MPD chief's comments regarding crystal meth prompt blowback

Comments attributed to Metropolitan Police Chief Cathy Lanier regarding crystal methamphetamine use in the District resulted in a minor skirmish last week with prominent gay advocates in the fight against meth.

Advocates took issue with Lanier for what they perceived as a lack of awareness regarding the gay community’s fight against meth abuse and addiction in relation to what she said during a Jan. 6 “Ask the Chief” radio interview hosted by WTOP.

According to a transcript of the interview, posted on WTOP’s site, when speaking about a Dec. 15 methamphetamine bust in which nine people were indicted on federal charges of conspiring to sell large quantities of crystal methamphetamine in D.C., Lanier stated: “Crystal meth has never established itself in the D.C. community. This was a Mexican cartel that sought to establish distribution in D.C.” 

Talking to Metro Weekly on Jan. 6, Lanier said she was misunderstood.

“I apologize if anybody mistook what I was saying,” she said, “and I will clear that up. When I do those shows [WTOP host] Mark Segraves is constantly on me to talk in sound bites and that’s very hard to do.

“My point was not that we’ve never had crystal meth here, [or that] we’ve never seen it. My point was this [cartel] would have had a huge impact on Washington, D.C.”

According to Lanier, the Drug Enforcement Administration confirmed to her that the Dec. 15 bust by MPD was the largest seizure of crystal meth within 100 miles of Washington.

“It’s kind of hard to get all of that in a sound bite on live radio,” she said.

Having worked as commanding officer in the narcotics branch of MPD, Lanier says she is “fully aware” of the meth problem in D.C. and the communities in which it has impacted.

“There’s a lot of other drugs as well that have a presence throughout our communities here in Washington that don’t get a lot of attention,” Lanier said. “But in this case my point was very specifically, when you’ve got a Mexican cartel trying to set up a major distribution point, that’s something we have not seen here before and we don’t want to see.”
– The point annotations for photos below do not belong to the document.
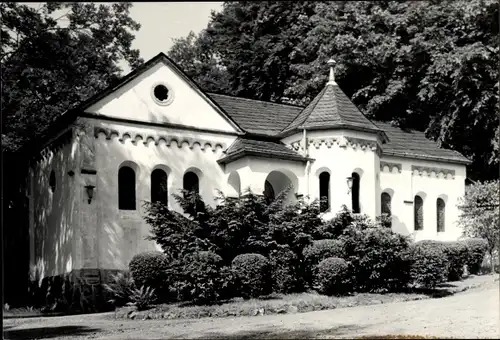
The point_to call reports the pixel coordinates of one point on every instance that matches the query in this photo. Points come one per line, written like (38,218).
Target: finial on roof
(331,63)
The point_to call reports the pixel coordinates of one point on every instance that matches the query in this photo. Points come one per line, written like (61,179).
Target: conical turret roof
(331,108)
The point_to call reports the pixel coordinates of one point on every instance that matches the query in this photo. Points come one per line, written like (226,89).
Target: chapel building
(157,126)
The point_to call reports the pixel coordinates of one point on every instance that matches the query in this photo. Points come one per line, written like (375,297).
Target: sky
(161,22)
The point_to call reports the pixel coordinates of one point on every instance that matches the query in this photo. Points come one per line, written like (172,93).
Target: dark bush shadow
(47,332)
(288,334)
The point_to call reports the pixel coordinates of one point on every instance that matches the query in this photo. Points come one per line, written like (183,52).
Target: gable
(185,105)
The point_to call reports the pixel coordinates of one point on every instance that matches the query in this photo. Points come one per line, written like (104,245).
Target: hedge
(476,248)
(253,275)
(330,276)
(429,264)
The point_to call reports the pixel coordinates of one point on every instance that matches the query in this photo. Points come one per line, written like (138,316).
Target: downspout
(308,164)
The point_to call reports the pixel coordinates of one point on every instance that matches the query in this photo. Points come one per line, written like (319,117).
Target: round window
(162,94)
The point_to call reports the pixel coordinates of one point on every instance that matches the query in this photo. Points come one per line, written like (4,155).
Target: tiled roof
(265,148)
(414,144)
(331,108)
(257,116)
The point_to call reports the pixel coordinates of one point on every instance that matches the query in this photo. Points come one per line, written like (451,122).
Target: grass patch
(394,336)
(277,304)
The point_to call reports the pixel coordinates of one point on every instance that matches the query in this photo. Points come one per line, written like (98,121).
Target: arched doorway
(277,181)
(355,193)
(234,183)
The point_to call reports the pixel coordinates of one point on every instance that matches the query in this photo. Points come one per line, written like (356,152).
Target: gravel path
(472,314)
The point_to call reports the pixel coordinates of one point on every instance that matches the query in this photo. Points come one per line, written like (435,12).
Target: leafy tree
(426,65)
(47,67)
(480,216)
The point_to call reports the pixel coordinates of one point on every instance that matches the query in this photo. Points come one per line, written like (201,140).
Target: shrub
(149,269)
(253,275)
(330,276)
(378,257)
(318,251)
(142,298)
(476,249)
(120,287)
(457,254)
(429,264)
(285,270)
(202,279)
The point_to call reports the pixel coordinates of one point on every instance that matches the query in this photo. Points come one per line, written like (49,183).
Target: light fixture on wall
(90,192)
(349,184)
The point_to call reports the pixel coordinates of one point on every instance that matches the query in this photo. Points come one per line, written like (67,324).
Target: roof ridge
(297,116)
(256,100)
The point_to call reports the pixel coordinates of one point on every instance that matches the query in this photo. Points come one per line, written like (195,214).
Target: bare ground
(472,314)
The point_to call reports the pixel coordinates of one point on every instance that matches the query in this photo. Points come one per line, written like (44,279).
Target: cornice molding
(389,167)
(432,172)
(137,137)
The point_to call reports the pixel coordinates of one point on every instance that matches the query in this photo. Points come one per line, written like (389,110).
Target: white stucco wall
(341,153)
(135,101)
(403,184)
(122,232)
(53,214)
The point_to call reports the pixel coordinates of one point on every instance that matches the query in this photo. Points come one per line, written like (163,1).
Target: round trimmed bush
(476,249)
(457,255)
(378,258)
(285,270)
(330,276)
(148,269)
(429,264)
(253,274)
(318,251)
(202,278)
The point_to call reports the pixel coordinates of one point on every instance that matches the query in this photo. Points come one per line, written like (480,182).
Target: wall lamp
(90,192)
(350,180)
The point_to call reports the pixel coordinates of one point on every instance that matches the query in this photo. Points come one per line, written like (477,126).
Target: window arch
(440,213)
(355,193)
(418,213)
(324,191)
(52,181)
(126,188)
(191,182)
(385,200)
(159,186)
(269,193)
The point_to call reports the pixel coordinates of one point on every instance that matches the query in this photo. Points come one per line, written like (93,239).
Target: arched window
(126,188)
(355,193)
(418,213)
(324,191)
(159,188)
(269,192)
(52,181)
(385,200)
(440,209)
(191,182)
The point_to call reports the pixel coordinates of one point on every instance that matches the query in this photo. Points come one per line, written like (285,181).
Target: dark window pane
(355,193)
(324,191)
(159,188)
(126,188)
(440,209)
(418,212)
(191,182)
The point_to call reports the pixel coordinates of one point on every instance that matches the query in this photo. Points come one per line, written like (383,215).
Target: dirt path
(472,314)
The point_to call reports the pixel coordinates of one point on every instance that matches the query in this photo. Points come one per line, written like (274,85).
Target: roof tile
(257,116)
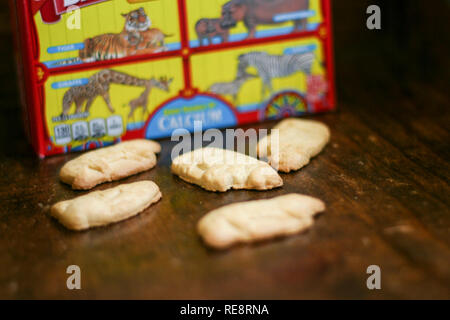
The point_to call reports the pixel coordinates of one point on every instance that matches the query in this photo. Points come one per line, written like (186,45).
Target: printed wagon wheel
(284,104)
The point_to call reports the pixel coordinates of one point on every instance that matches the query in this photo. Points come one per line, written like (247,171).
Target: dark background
(384,176)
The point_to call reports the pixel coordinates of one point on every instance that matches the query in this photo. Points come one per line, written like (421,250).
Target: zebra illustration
(275,66)
(231,88)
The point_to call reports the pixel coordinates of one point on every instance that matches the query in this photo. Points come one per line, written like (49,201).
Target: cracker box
(95,72)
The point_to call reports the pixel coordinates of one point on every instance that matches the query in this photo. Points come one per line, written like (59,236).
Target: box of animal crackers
(95,72)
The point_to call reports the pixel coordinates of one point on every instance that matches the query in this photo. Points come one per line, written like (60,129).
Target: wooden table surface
(384,177)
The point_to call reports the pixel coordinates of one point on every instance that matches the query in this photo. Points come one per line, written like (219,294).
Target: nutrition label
(83,130)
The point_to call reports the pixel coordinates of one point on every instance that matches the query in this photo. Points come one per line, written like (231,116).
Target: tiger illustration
(137,37)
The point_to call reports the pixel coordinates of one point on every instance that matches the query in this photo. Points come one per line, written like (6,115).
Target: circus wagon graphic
(98,71)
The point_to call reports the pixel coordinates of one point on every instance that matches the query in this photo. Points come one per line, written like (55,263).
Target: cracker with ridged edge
(110,163)
(298,141)
(100,208)
(251,221)
(220,170)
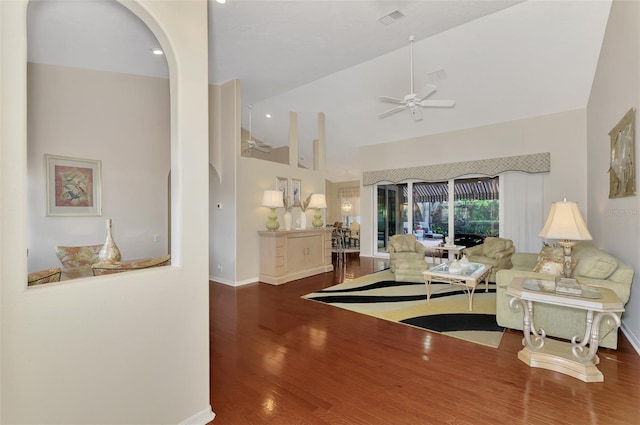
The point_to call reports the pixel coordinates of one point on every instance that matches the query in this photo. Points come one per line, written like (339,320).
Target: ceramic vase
(303,220)
(288,219)
(109,251)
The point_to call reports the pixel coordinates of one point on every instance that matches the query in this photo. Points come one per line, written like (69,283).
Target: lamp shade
(318,200)
(565,222)
(272,199)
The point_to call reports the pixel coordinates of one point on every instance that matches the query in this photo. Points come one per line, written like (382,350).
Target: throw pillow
(550,261)
(595,263)
(403,244)
(492,246)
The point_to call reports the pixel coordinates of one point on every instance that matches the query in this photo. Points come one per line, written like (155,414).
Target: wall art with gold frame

Still, David Mariner, executive director of The Center, the area’s LGBT community center, which provides the Crystal Meth Working Group (CMWG), does not find comfort in Lanier’s explanation. Last week, immediately after reading Lanier’s comments, Mariner released a statement calling her “dead wrong” and going into detail about meth addiction in D.C.’s gay community.

Lanier’s clarification, however, has not completely assuaged Mariner’s concerns.

“I understand the larger point that she was trying to make,” he says, “I still think that it was a very unfortunate comment.

“It completely sends the wrong message about crystal meth use in D.C. I also think that it hit some raw nerves because there was a time when we had such a good relationship with [MPD’s] Gay and Lesbian Liaison Unit, specifically on this issue. We don’t have that relationship anymore.”